If you are curious about how reverse mortgages -- lending products designed to allows seniors to transform their home equity into cash flow -- work, this is the paper for you. And if you are suspicious that those phone calls to your grandmother telling her of the great deal awaiting her from her local mortgage broker are not completely on the up and up, well, you have good reason.
As Katie Porter summarizes at Credit Slips, the parallels between the growing market for reverse mortgages and the now-defunct go-go market for subprime mortgages are eerie: sketchy "incentives for broker compensation, a rapidly growing securitization market, and weak or non-existent regulation..."

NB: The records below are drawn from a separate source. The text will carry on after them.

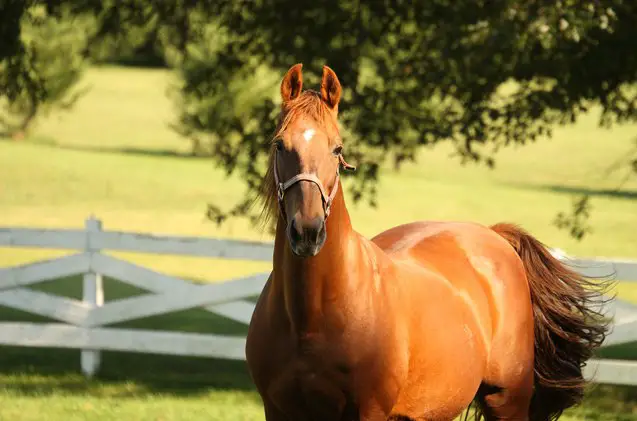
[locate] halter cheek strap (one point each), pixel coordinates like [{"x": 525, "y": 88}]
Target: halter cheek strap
[{"x": 326, "y": 198}]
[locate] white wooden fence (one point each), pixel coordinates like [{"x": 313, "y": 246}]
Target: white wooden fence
[{"x": 83, "y": 324}]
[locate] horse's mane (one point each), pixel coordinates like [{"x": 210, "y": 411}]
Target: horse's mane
[{"x": 309, "y": 105}]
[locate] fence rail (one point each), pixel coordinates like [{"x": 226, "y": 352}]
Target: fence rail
[{"x": 82, "y": 324}]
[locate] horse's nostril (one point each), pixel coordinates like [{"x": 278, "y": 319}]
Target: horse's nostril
[{"x": 315, "y": 229}]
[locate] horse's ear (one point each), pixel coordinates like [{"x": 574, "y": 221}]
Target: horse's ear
[
  {"x": 330, "y": 88},
  {"x": 292, "y": 83}
]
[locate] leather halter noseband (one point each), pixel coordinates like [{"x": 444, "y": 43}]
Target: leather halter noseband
[{"x": 327, "y": 199}]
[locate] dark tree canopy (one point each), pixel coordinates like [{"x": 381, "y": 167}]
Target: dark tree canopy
[{"x": 479, "y": 74}]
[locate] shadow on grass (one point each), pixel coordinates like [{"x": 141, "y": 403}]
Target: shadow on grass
[{"x": 38, "y": 371}]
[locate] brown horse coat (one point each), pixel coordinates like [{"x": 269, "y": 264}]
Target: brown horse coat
[{"x": 415, "y": 323}]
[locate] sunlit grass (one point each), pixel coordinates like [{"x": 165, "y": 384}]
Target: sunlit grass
[{"x": 113, "y": 156}]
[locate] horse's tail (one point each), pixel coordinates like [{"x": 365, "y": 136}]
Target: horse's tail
[{"x": 568, "y": 327}]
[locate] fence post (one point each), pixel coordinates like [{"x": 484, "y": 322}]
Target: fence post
[{"x": 92, "y": 295}]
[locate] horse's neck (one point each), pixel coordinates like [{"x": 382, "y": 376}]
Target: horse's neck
[{"x": 311, "y": 284}]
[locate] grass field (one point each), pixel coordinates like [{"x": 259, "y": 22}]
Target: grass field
[{"x": 113, "y": 156}]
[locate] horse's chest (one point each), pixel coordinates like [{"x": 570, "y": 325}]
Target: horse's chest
[{"x": 311, "y": 389}]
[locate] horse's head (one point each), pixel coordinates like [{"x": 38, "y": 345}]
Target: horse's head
[{"x": 306, "y": 159}]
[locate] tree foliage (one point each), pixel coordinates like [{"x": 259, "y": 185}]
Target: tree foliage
[
  {"x": 482, "y": 75},
  {"x": 48, "y": 65}
]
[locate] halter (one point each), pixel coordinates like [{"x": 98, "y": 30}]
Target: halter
[{"x": 326, "y": 199}]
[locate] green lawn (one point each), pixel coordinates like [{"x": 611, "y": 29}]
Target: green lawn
[{"x": 113, "y": 156}]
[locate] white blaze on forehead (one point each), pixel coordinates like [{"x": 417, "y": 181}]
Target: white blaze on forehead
[{"x": 308, "y": 134}]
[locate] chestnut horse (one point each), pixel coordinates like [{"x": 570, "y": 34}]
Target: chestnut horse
[{"x": 415, "y": 324}]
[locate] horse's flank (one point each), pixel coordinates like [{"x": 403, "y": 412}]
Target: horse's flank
[{"x": 419, "y": 321}]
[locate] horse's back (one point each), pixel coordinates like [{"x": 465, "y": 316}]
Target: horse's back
[{"x": 475, "y": 262}]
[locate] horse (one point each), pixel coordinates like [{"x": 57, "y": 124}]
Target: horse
[{"x": 420, "y": 322}]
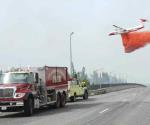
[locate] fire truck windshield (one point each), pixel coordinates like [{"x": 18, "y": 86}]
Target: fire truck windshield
[{"x": 9, "y": 78}]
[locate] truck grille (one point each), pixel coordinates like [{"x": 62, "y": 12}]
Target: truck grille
[{"x": 6, "y": 93}]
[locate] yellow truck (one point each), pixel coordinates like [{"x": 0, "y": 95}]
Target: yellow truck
[{"x": 77, "y": 89}]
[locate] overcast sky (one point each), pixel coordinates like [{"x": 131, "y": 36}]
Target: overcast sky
[{"x": 36, "y": 32}]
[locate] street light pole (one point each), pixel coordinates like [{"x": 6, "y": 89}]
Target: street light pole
[{"x": 71, "y": 63}]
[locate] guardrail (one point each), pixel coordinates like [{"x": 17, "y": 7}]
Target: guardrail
[{"x": 114, "y": 87}]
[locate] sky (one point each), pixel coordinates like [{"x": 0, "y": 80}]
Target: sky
[{"x": 36, "y": 33}]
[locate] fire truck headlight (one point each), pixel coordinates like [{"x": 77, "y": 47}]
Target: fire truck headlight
[{"x": 19, "y": 95}]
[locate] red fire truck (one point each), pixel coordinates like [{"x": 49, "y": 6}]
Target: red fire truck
[{"x": 29, "y": 89}]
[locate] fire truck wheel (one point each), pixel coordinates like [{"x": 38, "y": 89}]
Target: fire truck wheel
[
  {"x": 28, "y": 107},
  {"x": 73, "y": 98},
  {"x": 63, "y": 100},
  {"x": 85, "y": 96},
  {"x": 57, "y": 103}
]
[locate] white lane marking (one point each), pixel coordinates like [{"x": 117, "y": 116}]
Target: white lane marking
[{"x": 104, "y": 111}]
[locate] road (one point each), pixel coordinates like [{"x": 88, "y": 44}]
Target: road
[{"x": 126, "y": 107}]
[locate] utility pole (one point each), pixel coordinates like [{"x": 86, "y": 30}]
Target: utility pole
[{"x": 71, "y": 62}]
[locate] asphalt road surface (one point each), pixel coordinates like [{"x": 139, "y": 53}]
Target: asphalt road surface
[{"x": 126, "y": 107}]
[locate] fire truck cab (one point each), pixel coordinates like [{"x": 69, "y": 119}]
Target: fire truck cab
[{"x": 33, "y": 88}]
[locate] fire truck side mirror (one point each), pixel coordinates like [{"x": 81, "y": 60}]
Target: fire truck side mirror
[{"x": 36, "y": 77}]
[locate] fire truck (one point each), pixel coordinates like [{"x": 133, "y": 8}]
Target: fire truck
[{"x": 33, "y": 88}]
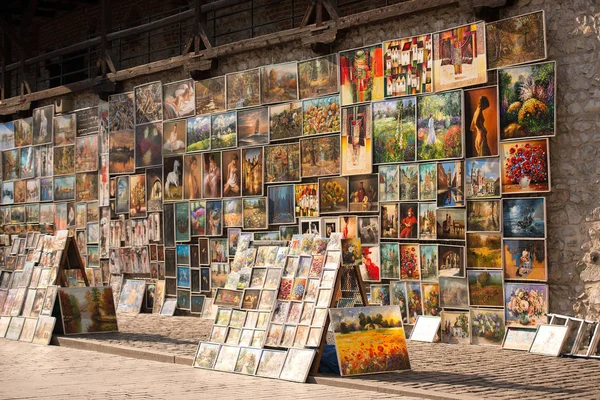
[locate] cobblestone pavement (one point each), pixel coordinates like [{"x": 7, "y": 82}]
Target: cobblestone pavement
[
  {"x": 49, "y": 372},
  {"x": 479, "y": 371}
]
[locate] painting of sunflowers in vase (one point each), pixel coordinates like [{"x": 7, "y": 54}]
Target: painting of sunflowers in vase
[{"x": 369, "y": 340}]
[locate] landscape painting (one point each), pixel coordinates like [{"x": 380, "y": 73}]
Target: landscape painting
[
  {"x": 87, "y": 310},
  {"x": 516, "y": 40},
  {"x": 527, "y": 96},
  {"x": 369, "y": 340},
  {"x": 439, "y": 126},
  {"x": 459, "y": 57}
]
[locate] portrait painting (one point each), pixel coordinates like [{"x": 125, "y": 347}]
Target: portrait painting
[
  {"x": 516, "y": 40},
  {"x": 179, "y": 99},
  {"x": 148, "y": 103},
  {"x": 439, "y": 124},
  {"x": 210, "y": 95},
  {"x": 223, "y": 130},
  {"x": 172, "y": 178},
  {"x": 356, "y": 140},
  {"x": 320, "y": 156},
  {"x": 65, "y": 129},
  {"x": 198, "y": 134},
  {"x": 122, "y": 151},
  {"x": 354, "y": 335},
  {"x": 279, "y": 83},
  {"x": 481, "y": 122},
  {"x": 282, "y": 163},
  {"x": 525, "y": 259},
  {"x": 285, "y": 121},
  {"x": 281, "y": 204},
  {"x": 252, "y": 171},
  {"x": 243, "y": 89},
  {"x": 525, "y": 166},
  {"x": 43, "y": 127},
  {"x": 321, "y": 115},
  {"x": 361, "y": 75},
  {"x": 408, "y": 66},
  {"x": 318, "y": 76},
  {"x": 86, "y": 153},
  {"x": 459, "y": 57},
  {"x": 394, "y": 130}
]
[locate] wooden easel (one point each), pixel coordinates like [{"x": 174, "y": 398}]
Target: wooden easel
[
  {"x": 337, "y": 293},
  {"x": 71, "y": 259}
]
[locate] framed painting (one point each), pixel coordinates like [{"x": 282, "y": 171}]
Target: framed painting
[
  {"x": 318, "y": 76},
  {"x": 482, "y": 178},
  {"x": 281, "y": 204},
  {"x": 484, "y": 250},
  {"x": 122, "y": 151},
  {"x": 353, "y": 335},
  {"x": 517, "y": 295},
  {"x": 321, "y": 115},
  {"x": 88, "y": 310},
  {"x": 148, "y": 101},
  {"x": 459, "y": 57},
  {"x": 320, "y": 156},
  {"x": 527, "y": 101},
  {"x": 450, "y": 184},
  {"x": 525, "y": 166},
  {"x": 252, "y": 171},
  {"x": 282, "y": 163},
  {"x": 514, "y": 30},
  {"x": 481, "y": 122},
  {"x": 285, "y": 121},
  {"x": 198, "y": 134},
  {"x": 333, "y": 195},
  {"x": 361, "y": 75},
  {"x": 210, "y": 95},
  {"x": 524, "y": 218},
  {"x": 243, "y": 89},
  {"x": 525, "y": 259},
  {"x": 254, "y": 213},
  {"x": 253, "y": 127},
  {"x": 279, "y": 83},
  {"x": 394, "y": 130},
  {"x": 356, "y": 140},
  {"x": 223, "y": 130},
  {"x": 439, "y": 124},
  {"x": 408, "y": 66},
  {"x": 179, "y": 100}
]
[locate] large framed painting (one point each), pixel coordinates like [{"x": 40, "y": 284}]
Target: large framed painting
[
  {"x": 516, "y": 40},
  {"x": 408, "y": 66},
  {"x": 439, "y": 123},
  {"x": 481, "y": 122},
  {"x": 459, "y": 57},
  {"x": 525, "y": 166},
  {"x": 527, "y": 101},
  {"x": 356, "y": 140},
  {"x": 394, "y": 130},
  {"x": 361, "y": 75},
  {"x": 359, "y": 329}
]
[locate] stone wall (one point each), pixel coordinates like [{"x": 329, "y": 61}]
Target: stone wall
[{"x": 573, "y": 37}]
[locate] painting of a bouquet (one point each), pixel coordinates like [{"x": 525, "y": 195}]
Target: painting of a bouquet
[
  {"x": 409, "y": 262},
  {"x": 333, "y": 193},
  {"x": 526, "y": 304},
  {"x": 525, "y": 166}
]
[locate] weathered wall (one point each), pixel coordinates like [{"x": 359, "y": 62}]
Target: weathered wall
[{"x": 573, "y": 36}]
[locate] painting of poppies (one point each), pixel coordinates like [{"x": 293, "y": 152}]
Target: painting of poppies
[
  {"x": 527, "y": 96},
  {"x": 369, "y": 340},
  {"x": 439, "y": 126}
]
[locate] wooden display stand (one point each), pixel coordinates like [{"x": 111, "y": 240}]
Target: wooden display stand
[
  {"x": 337, "y": 293},
  {"x": 70, "y": 260}
]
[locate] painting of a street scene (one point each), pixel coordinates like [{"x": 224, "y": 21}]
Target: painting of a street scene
[{"x": 87, "y": 310}]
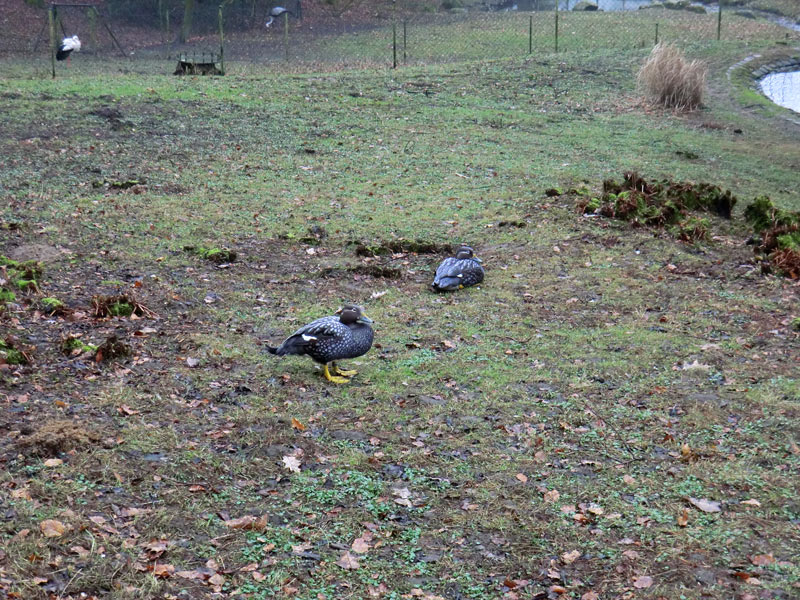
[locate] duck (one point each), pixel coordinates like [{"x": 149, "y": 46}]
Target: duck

Despite the parallels, I don't think we are in any immediate danger of a reverse mortgage implosion sabotaging Wall Street or Main Street. (That job, we can safely leave to the oncoming commercial real estate catastrophe.) Reverse mortgage volume did double between 2005 and 2008, but only $17 billion in home equity was tapped by about 100,000 seniors in 2008. In 2006, the subprime mortgage market added up to about $1.5 trillion.
Still, estimates for the total amount of home equity owned by seniors range from $2.8 to $4 trillion, so there's certainly room for growth. More importantly, there's plenty of room for abuse -- for unscrupulous mortgage brokers and lenders to sell seniors products they don't need and don't understand. Just the existence of a "yield spread premium" -- in which lenders pay brokers higher fees for mortgages that charge higher interest rates, is a clear incentive for bad behavior.
Katie Porter suggests that a Consumer Financial Protection Agency would be an awfully handy thing to have watching over the industry, but in lieu of that, the NCLC is suggesting a "suitability standard" in which lenders would have to affirm in good faith whether a given loan was "appropriate" to a borrower. Guess what? The NCLC has been down this road before.
...[I]n August 2006, advocates from the National Consumer Law Center recommended the imposition of a duty of good faith and fair dealing to address irresponsible underwriting, unsuitable loans, and steering in the nonprime market. The Mortgage Bankers Association responded with a policy paper urging Congress to resist pressure to impose a suitability standard and instead allow the market to offer borrowers "unparalleled choices and competition resulting in lower prices and greater opportunities than ever before to build wealth and wellbeing that homeownership brings." In the wake of heavy industry lobbying, neither Congress nor federal regulators chose to adopt a suitability standard for nonprime mortgages. Partly as a result, the nation is suffering the consequences of widespread improvident lending in the subprime market.